Google has violated US antitrust law with its search business, a federal judge ruled Monday, handing the tech giant a staggering court defeat with the potential to reshape how millions of Americans get information online and to upend decades of dominance.
“After having carefully considered and weighed the witness testimony and evidence, the court reaches the following conclusion: Google is a monopolist, and it has acted as one to maintain its monopoly,” US District Judge Amit Mehta Mehta wrote in Monday’s opinion. “It has violated Section 2 of the Sherman Act.”
The decision by the US District Court for the District of Columbia is a stunning rebuke of Google’s oldest and most important business. The company has spent tens of billions of dollars on exclusive contracts to secure a dominant position as the world’s default search provider on smartphones and web browsers.
Those contracts have given it the scale to block out would-be rivals such as Microsoft’s Bing and DuckDuckGo, the US government alleged in a historic antitrust lawsuit filed during the Trump administration.
Now, said Mehta, that powerful position has led to anticompetitive behavior that must be stopped.
Specifically, Google’s exclusive deals with Apple and other key players in the mobile ecosystem were anticompetitive, Mehta said. Google has also charged high prices in search advertising that reflect its monopoly power in search, he added.
Those contracts have long meant that when users want to find information, Google is generally the easiest and quickest platform to go to, which in turn has fueled Google’s massive online advertising business.
While the court did not find that Google has a monopoly in search ads, the broader strokes of the opinion represent the first major decision in a string of US-government led competition lawsuits targeting Big Tech.
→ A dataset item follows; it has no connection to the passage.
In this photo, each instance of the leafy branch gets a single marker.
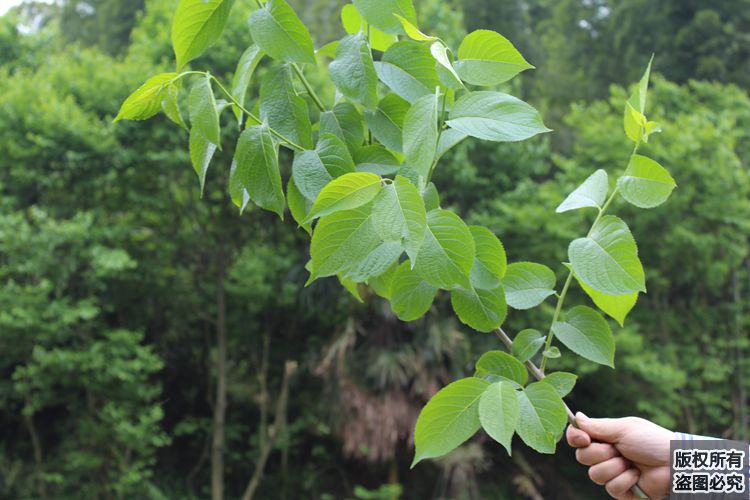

This case in particular has been described as the biggest tech antitrust case since the US government’s antitrust showdown with Microsoft at the turn of the millennium.
Neither Google nor the Department of Justice immediately responded to a request for comment. This case is distinct from a separate antitrust suit brought by the Biden administration against Google in 2023 related to the company’s advertising technology business. That case is expected to head to trial in early September.
But Monday’s decision marks the second high-profile antitrust defeat for Google after a federal jury in California said in December that Google runs an illegal monopoly with its proprietary app store. The court in that case is still deliberating possible remedies.
Mehta’s decision is expected to trigger a separate proceeding to determine what penalties Google will face — and the company is also likely to file an appeal. But the ruling could ultimately upend how Google makes its search engine available to users, by impacting its ability to make the pricey deals with device makers and online service providers that were at the heart of the case.
If the court takes away Google’s agreements that make it the default search engine on so many devices it could hurt the company’s core product at an extremely pivotal moment, Emarketer senior analyst Evelyn Mitchell-Wolf said in an emailed statement.
“Its ubiquity is its biggest strength, especially as competition heats up among AI-powered search alternatives,” Mitchell-Wolf said, referring to the growing threat to Google’s search dominance posed by artificial intelligence search tools like OpenAI’s ChatGPT.
At the time the lawsuit was first filed, US antitrust officials also did not rule out the possibility of a Google breakup, warning that Google’s behavior could threaten future innovation or the rise of a Google successor.
The ruling could also be a bellwether for other, major tech antitrust cases that are moving through the courts, including against Apple and Amazon. Both Amazon and Apple have called the antitrust lawsuits filed against them “wrong on the facts and the law.”
This is a developing story and will be updated.